The music of Benjamin Finger is often like a mash of dissociated elements, torn from their original source and desperately trying to incorporate themselves in new pieces. Fragments of drumbeat enter at jarring tempos, melodies make wary ascensions on tenuous foundations of free-flowing harmonies, and the album works best when you can really hear the music hesitantly assembling itself – staggering to its feet and collapsing in on itself in an eternal cycle of trial and error.
Ambient electronica is at the core of all this: synthesisers and electro-beats placed in the complementary company of acoustic guitars, pianos, glockenspiels and various other pieces of acoustic instrumentation. It’s a similar timbral palette to that utilised by the likes of Four Tet and Solar Fields, although the context in which it is used puts a lot of distance between Finger and these artists. Ever during its most beat-driven stretches, For You, Sleepsleeper never feels like music to dance to – it’s too brittle, and each metronomic bass drum thump brings the compositions ever closer to the inevitable collapse.

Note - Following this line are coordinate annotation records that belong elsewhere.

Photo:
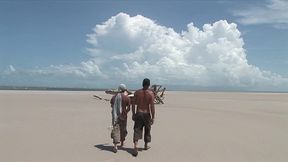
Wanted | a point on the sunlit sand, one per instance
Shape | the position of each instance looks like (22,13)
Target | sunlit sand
(40,126)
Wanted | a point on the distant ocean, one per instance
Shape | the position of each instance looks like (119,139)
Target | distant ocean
(49,88)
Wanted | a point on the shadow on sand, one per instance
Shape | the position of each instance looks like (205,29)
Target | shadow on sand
(109,148)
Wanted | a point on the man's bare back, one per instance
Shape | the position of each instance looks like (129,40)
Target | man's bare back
(144,99)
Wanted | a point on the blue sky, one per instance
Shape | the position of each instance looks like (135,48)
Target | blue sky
(49,43)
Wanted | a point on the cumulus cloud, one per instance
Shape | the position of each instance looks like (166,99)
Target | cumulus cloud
(274,12)
(135,47)
(128,48)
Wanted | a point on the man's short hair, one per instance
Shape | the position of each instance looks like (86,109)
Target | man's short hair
(146,82)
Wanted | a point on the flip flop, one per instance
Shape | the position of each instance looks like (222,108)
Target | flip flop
(135,153)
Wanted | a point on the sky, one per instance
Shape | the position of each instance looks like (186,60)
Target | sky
(182,44)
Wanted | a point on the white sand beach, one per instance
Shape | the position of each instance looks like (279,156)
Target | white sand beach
(60,126)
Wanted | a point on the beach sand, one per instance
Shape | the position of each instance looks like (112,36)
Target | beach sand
(58,126)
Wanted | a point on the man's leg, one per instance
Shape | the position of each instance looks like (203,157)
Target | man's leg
(138,131)
(123,131)
(147,134)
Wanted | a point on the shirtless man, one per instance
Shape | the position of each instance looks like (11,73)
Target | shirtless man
(144,114)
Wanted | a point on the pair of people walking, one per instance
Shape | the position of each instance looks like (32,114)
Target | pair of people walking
(143,113)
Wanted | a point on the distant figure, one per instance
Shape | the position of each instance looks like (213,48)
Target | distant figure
(120,104)
(144,114)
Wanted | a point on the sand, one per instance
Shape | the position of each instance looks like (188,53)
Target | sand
(57,126)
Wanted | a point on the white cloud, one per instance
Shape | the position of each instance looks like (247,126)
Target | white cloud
(275,13)
(10,70)
(127,49)
(136,47)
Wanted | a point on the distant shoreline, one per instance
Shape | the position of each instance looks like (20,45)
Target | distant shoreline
(22,88)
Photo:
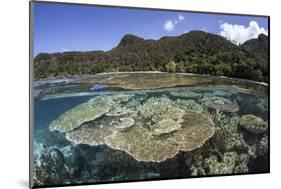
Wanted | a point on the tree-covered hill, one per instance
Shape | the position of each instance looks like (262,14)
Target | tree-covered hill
(196,52)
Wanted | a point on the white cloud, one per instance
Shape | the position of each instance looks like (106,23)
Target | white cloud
(181,18)
(240,33)
(169,26)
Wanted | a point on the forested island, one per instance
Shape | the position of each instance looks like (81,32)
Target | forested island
(194,52)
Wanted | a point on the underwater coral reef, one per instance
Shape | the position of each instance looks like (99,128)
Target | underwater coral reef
(151,133)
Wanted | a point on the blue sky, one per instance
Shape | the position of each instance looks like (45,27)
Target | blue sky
(62,27)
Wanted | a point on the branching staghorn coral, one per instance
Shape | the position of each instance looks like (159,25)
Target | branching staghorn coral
(220,104)
(140,143)
(253,124)
(90,110)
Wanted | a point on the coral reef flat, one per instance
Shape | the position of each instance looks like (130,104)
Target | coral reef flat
(140,126)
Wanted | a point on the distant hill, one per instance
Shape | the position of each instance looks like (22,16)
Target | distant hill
(196,52)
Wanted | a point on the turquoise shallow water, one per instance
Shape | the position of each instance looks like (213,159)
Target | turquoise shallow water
(91,164)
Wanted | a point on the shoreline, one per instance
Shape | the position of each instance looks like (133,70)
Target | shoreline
(72,77)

In fact, the more assertive the album sounds, the less interesting it becomes – rhythm is occasionally granted too much of a foothold, steering the music into floaty, directionless jams that pale in comparison to the album’s more careful and delicate compositions. Thankfully, these are rare enough to ignore for the most part (“Without Finger Features” and “Drowned In Elbows” are the only two main culprits), and overall, For You, Sleepsleeper leaves the listener charmed by and addicted to its hesitance and fragility.